Aunque el video resulta simpático, no existe evidencia de que Jimin utilice lenguaje humano. Lo más probable es que sus maullidos, ronroneos y movimientos respondan a estímulos, hábitos aprendidos o a la interacción habitual con su dueña. Los gatos pueden asociar determinados sonidos, gestos y rutinas con la comida, el descanso o la atención. Por eso, una mascota puede reaccionar de manera consistente cuando escucha una pregunta o una palabra que relaciona con una acción concreta. La interpretación de los usuarios forma parte del atractivo del video: el público proyecta una conversación humana sobre conductas animales que pueden ser espontáneas o aprendidas.
El auge de los animales virales
El caso de Jimin se suma a una tendencia más amplia en TikTok, Instagram y YouTube: los animales con comportamientos particulares se transforman rápidamente en protagonistas de memes, videos cortos y comunidades digitales. En las últimas semanas también circularon clips de gatos que caminan sobre cintas de correr, animales que parecen cantar y videos generados con inteligencia artificial. Sin embargo, no todos los contenidos son reales.
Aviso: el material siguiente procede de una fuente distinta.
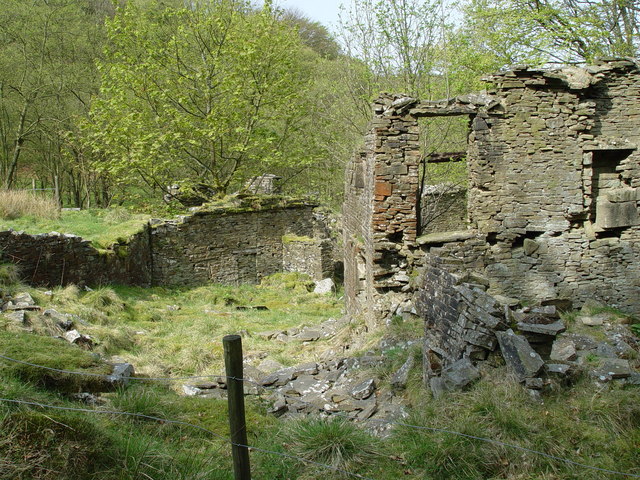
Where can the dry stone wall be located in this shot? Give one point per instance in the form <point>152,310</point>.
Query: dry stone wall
<point>52,259</point>
<point>229,246</point>
<point>552,211</point>
<point>552,197</point>
<point>226,246</point>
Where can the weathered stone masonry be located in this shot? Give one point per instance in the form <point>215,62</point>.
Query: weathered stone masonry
<point>552,201</point>
<point>229,246</point>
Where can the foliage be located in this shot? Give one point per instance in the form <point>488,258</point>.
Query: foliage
<point>333,441</point>
<point>47,50</point>
<point>553,30</point>
<point>210,93</point>
<point>101,226</point>
<point>53,353</point>
<point>16,203</point>
<point>9,274</point>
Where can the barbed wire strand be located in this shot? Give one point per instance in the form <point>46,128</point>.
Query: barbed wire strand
<point>141,379</point>
<point>491,440</point>
<point>179,422</point>
<point>417,427</point>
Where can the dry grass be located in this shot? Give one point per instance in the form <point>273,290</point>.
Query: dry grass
<point>19,203</point>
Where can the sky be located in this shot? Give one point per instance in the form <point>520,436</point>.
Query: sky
<point>323,11</point>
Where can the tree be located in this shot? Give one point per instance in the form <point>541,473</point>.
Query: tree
<point>560,30</point>
<point>207,93</point>
<point>47,52</point>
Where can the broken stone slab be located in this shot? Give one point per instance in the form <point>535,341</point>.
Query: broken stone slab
<point>310,368</point>
<point>507,301</point>
<point>560,369</point>
<point>605,350</point>
<point>62,320</point>
<point>364,361</point>
<point>269,365</point>
<point>75,337</point>
<point>534,383</point>
<point>633,379</point>
<point>121,373</point>
<point>23,298</point>
<point>324,286</point>
<point>518,354</point>
<point>401,377</point>
<point>551,329</point>
<point>594,320</point>
<point>270,334</point>
<point>445,237</point>
<point>279,407</point>
<point>304,385</point>
<point>278,378</point>
<point>563,349</point>
<point>454,377</point>
<point>613,368</point>
<point>308,335</point>
<point>18,316</point>
<point>364,389</point>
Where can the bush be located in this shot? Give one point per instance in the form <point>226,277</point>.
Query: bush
<point>17,203</point>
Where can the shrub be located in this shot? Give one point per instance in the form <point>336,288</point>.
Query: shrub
<point>18,203</point>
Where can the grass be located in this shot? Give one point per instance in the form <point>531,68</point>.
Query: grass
<point>19,203</point>
<point>596,427</point>
<point>102,227</point>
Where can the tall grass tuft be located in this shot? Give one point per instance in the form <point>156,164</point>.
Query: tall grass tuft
<point>334,442</point>
<point>20,203</point>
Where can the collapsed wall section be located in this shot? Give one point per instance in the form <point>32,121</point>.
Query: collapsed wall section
<point>554,178</point>
<point>553,192</point>
<point>52,259</point>
<point>228,245</point>
<point>225,246</point>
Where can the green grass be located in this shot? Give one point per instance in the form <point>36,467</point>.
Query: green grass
<point>595,427</point>
<point>102,226</point>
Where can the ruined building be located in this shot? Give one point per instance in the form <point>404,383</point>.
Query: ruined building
<point>552,204</point>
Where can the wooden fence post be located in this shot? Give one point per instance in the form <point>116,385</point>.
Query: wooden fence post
<point>235,389</point>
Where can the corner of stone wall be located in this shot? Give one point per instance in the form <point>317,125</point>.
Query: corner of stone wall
<point>461,318</point>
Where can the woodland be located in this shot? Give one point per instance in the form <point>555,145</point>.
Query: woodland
<point>109,101</point>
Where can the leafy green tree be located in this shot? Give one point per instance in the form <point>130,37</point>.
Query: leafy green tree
<point>210,93</point>
<point>47,53</point>
<point>558,30</point>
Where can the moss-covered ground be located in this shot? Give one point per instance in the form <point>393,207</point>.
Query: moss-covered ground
<point>173,332</point>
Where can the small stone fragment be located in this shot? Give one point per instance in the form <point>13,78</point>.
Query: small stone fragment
<point>121,373</point>
<point>324,287</point>
<point>594,320</point>
<point>520,357</point>
<point>399,379</point>
<point>563,350</point>
<point>364,390</point>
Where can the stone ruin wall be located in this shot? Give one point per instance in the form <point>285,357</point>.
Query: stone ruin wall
<point>225,246</point>
<point>552,197</point>
<point>51,259</point>
<point>235,248</point>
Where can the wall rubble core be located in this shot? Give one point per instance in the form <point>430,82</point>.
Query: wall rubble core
<point>552,201</point>
<point>229,246</point>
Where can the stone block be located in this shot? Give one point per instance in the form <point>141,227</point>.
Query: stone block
<point>615,215</point>
<point>520,357</point>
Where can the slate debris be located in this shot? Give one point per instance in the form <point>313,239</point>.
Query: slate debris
<point>523,360</point>
<point>454,377</point>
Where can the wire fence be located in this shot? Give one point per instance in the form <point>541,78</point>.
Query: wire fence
<point>272,452</point>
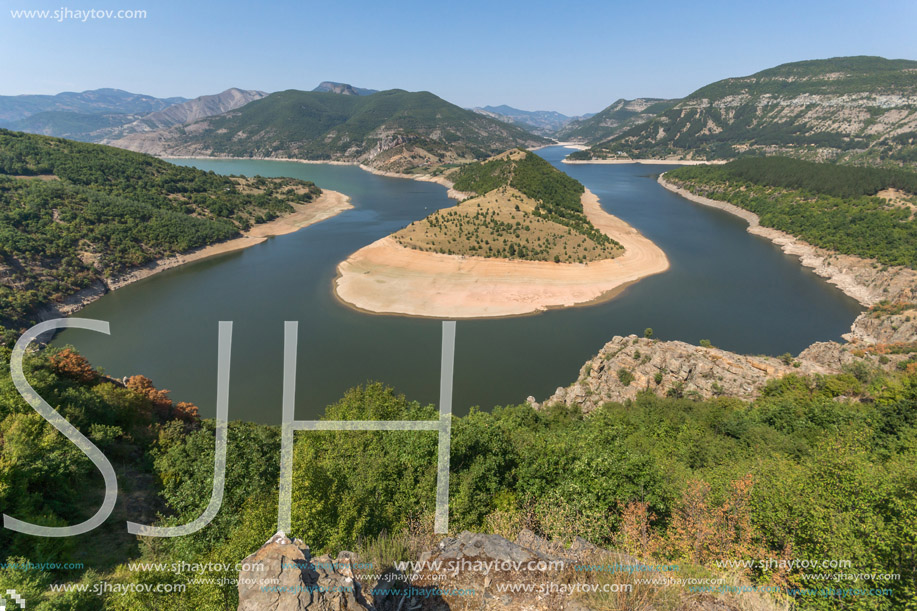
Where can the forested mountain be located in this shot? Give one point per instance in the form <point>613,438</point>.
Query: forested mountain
<point>73,213</point>
<point>394,130</point>
<point>343,88</point>
<point>96,101</point>
<point>615,119</point>
<point>849,109</point>
<point>525,209</point>
<point>542,122</point>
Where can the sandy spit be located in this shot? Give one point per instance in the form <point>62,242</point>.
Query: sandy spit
<point>641,161</point>
<point>329,204</point>
<point>387,278</point>
<point>452,193</point>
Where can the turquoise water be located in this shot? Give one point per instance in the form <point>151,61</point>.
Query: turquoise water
<point>737,290</point>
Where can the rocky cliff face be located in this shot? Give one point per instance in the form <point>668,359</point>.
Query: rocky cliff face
<point>193,110</point>
<point>628,365</point>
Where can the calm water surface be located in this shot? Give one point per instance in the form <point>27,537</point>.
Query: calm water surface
<point>737,290</point>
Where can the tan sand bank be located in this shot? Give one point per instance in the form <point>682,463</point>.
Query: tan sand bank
<point>386,277</point>
<point>327,205</point>
<point>643,161</point>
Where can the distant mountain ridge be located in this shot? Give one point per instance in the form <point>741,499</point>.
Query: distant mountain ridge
<point>859,110</point>
<point>94,127</point>
<point>343,88</point>
<point>542,122</point>
<point>94,101</point>
<point>393,130</point>
<point>198,108</point>
<point>615,119</point>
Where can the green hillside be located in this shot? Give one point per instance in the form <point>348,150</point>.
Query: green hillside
<point>394,130</point>
<point>72,214</point>
<point>868,212</point>
<point>525,209</point>
<point>859,110</point>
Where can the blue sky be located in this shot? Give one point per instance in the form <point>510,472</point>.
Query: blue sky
<point>574,57</point>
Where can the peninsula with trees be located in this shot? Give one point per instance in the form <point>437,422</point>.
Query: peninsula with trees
<point>528,238</point>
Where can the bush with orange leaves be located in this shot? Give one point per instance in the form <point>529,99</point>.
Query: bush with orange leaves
<point>73,365</point>
<point>162,405</point>
<point>700,531</point>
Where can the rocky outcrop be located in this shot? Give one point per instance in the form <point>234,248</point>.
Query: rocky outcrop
<point>628,365</point>
<point>866,280</point>
<point>283,576</point>
<point>848,109</point>
<point>193,110</point>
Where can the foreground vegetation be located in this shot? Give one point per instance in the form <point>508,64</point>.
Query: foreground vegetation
<point>818,468</point>
<point>835,207</point>
<point>72,214</point>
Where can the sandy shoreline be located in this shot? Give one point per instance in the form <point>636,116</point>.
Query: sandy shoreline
<point>440,180</point>
<point>836,269</point>
<point>329,204</point>
<point>641,161</point>
<point>570,145</point>
<point>387,278</point>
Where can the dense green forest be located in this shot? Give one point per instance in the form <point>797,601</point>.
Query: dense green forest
<point>830,206</point>
<point>557,194</point>
<point>819,109</point>
<point>73,213</point>
<point>822,467</point>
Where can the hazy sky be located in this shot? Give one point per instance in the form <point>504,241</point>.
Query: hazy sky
<point>574,57</point>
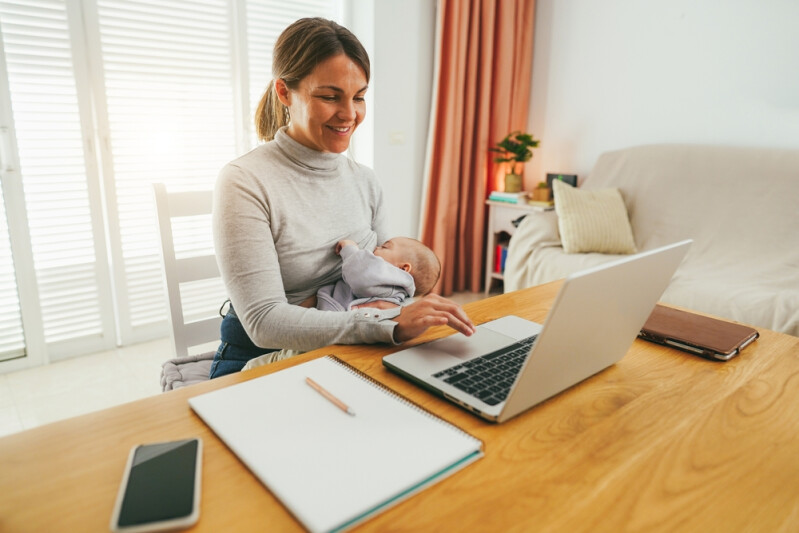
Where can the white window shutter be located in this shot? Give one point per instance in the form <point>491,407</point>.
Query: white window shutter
<point>64,225</point>
<point>168,87</point>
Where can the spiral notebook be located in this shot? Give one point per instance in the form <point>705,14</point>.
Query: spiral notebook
<point>332,469</point>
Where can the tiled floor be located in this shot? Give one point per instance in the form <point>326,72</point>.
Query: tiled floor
<point>36,396</point>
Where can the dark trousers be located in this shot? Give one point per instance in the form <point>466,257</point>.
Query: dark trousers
<point>235,349</point>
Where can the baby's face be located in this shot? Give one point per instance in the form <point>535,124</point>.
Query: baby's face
<point>394,251</point>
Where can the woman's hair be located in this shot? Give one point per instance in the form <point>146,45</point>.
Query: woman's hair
<point>303,45</point>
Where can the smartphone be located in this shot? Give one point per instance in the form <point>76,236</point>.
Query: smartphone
<point>160,489</point>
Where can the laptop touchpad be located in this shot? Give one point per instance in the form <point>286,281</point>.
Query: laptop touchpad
<point>482,342</point>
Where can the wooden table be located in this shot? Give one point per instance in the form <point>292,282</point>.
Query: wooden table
<point>661,441</point>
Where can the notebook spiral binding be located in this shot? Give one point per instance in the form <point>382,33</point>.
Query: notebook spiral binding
<point>410,403</point>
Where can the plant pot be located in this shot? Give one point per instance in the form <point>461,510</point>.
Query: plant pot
<point>542,194</point>
<point>513,183</point>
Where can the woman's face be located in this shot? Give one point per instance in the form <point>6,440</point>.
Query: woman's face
<point>327,105</point>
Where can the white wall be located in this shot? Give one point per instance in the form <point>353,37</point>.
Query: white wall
<point>619,73</point>
<point>400,38</point>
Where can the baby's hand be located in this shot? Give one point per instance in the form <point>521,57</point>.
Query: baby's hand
<point>344,242</point>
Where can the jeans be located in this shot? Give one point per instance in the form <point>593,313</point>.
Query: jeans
<point>235,349</point>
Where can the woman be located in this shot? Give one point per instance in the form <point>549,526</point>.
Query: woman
<point>280,209</point>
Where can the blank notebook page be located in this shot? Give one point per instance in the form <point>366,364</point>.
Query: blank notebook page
<point>329,468</point>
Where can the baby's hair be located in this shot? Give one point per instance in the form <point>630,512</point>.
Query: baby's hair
<point>426,267</point>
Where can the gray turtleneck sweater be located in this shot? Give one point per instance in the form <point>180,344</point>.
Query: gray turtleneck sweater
<point>278,213</point>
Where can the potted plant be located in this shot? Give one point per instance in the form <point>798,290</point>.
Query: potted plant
<point>516,148</point>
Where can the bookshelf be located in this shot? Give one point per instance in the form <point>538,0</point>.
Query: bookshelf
<point>500,229</point>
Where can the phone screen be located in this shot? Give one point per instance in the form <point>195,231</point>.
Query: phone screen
<point>160,484</point>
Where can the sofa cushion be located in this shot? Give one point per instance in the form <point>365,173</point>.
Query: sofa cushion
<point>592,220</point>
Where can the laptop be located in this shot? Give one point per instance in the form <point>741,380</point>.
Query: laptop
<point>511,364</point>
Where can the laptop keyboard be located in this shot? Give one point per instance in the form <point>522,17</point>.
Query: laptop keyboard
<point>489,377</point>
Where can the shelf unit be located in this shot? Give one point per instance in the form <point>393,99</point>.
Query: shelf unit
<point>500,221</point>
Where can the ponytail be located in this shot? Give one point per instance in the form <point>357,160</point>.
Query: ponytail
<point>303,45</point>
<point>270,115</point>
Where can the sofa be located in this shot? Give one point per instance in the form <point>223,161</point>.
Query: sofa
<point>739,205</point>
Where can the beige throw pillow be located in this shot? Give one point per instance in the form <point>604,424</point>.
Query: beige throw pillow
<point>592,220</point>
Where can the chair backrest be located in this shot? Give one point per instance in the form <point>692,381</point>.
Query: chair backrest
<point>193,283</point>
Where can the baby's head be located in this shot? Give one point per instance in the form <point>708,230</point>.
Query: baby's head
<point>413,257</point>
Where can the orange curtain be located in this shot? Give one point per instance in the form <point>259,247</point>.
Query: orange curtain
<point>483,90</point>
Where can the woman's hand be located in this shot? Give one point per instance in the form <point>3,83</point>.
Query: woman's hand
<point>432,310</point>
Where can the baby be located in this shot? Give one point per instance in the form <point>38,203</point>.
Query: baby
<point>399,269</point>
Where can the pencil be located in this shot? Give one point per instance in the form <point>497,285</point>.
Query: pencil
<point>335,401</point>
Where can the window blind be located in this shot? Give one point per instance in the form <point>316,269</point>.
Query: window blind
<point>12,340</point>
<point>47,120</point>
<point>169,90</point>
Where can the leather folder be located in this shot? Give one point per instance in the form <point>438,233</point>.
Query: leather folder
<point>701,335</point>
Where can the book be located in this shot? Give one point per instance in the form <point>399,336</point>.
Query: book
<point>333,470</point>
<point>546,205</point>
<point>508,197</point>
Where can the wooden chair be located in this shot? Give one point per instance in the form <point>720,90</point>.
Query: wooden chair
<point>185,265</point>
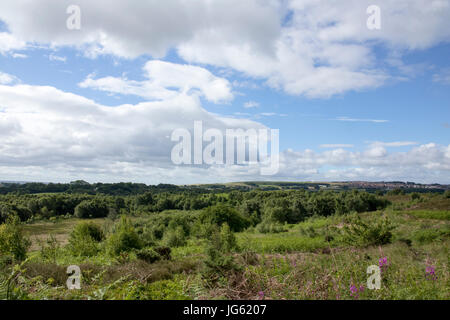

Algunos videos utilizan edición digital o IA para crear escenas imposibles, como gatos tocando instrumentos o interactuando en situaciones humanas. Por ese motivo, los usuarios deben observar si el video tiene señales de edición, si la cuenta publica contenido original y si existen fuentes que confirmen la historia. En el caso de Jimin, la información disponible proviene de sus propias redes y de medios que reprodujeron el contenido.
Una historia que también deja un mensaje
Más allá del humor y la ternura, la historia de Jimin puso en circulación una advertencia sobre el cuidado de la piel de los gatos. Sus dueños recomiendan evitar la exposición prolongada al sol y consultar con un veterinario ante lesiones, cambios de color, heridas o zonas sin pelo. El video se convirtió en un fenómeno porque combina una escena familiar, una respuesta inesperada y una personalidad animal fácil de recordar. Jimin no necesita realmente hablar para captar la atención: sus maullidos, sus gestos y su singular aspecto alcanzaron para convertirlo en uno de los gatos más comentados de la semana.